Without proper training staff can be your most significant vulnerability. Cybercriminals will exploit staff who do not think before clicking on weblinks, email attachments and even social media videos. Passwords in the workplace may be weak, re-used and shared as staff prioritise convenience over security. Insider threat from unhappy staff is also an issue if policies and procedures are not effective.

Personal devices such as phones, tablets and laptops are increasingly used for work purposes, especially for the mobile workforce. These are easier to attack than corporate IT equipment, which often has more restrictions and protections. Personal mobile phones may be allowed to connect to the office Wi-Fi, which can provide cybercriminals with access to critical data and information.
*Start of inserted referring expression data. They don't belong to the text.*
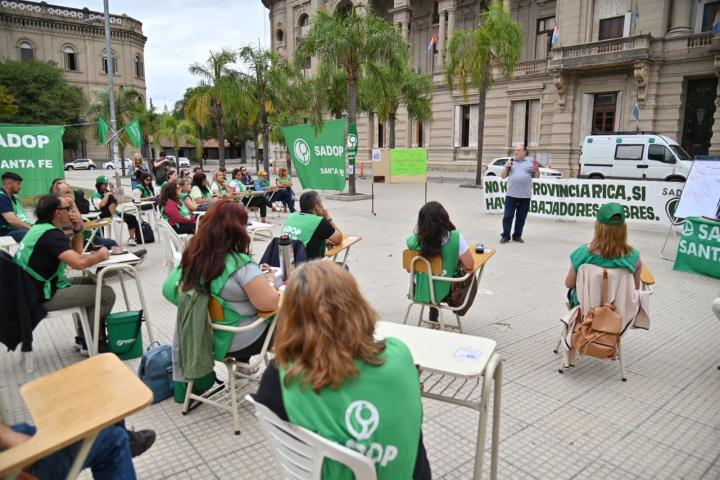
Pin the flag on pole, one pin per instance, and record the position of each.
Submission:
(556, 34)
(433, 41)
(134, 133)
(102, 130)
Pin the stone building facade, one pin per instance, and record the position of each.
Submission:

It is increasingly common for law firms to use cloud portals and platforms provided by third-party software suppliers for document management and practice management. This can become an exploitable vulnerability if supplier due diligence is not thorough and security configuration is not applied and maintained.

Staff working remotely, when travelling or at home, are more inclined to make compromises on security by using personal email accounts, insecure connections, personal social media accounts and browsing unrestricted websites.

Transferring data as an email attachment creates an exposure risk and relaxed access management rules mean that personal data is easily found on networks. Firms may unconsciously allow staff to use cloud services to transfer information. Dropbox, Gmail, and Hotmail, for example, are cloud services that employees may use to transfer information.

Your public-facing website is often a target for cybercrime. Examples of breaches include a denial of service attack, which takes the site down completely; a hack into systems that sit behind the website, such as customer databases; and, the insertion of spyware to intercept customer information.

Any area of a business that handles money and bank details is a target for cybercriminals.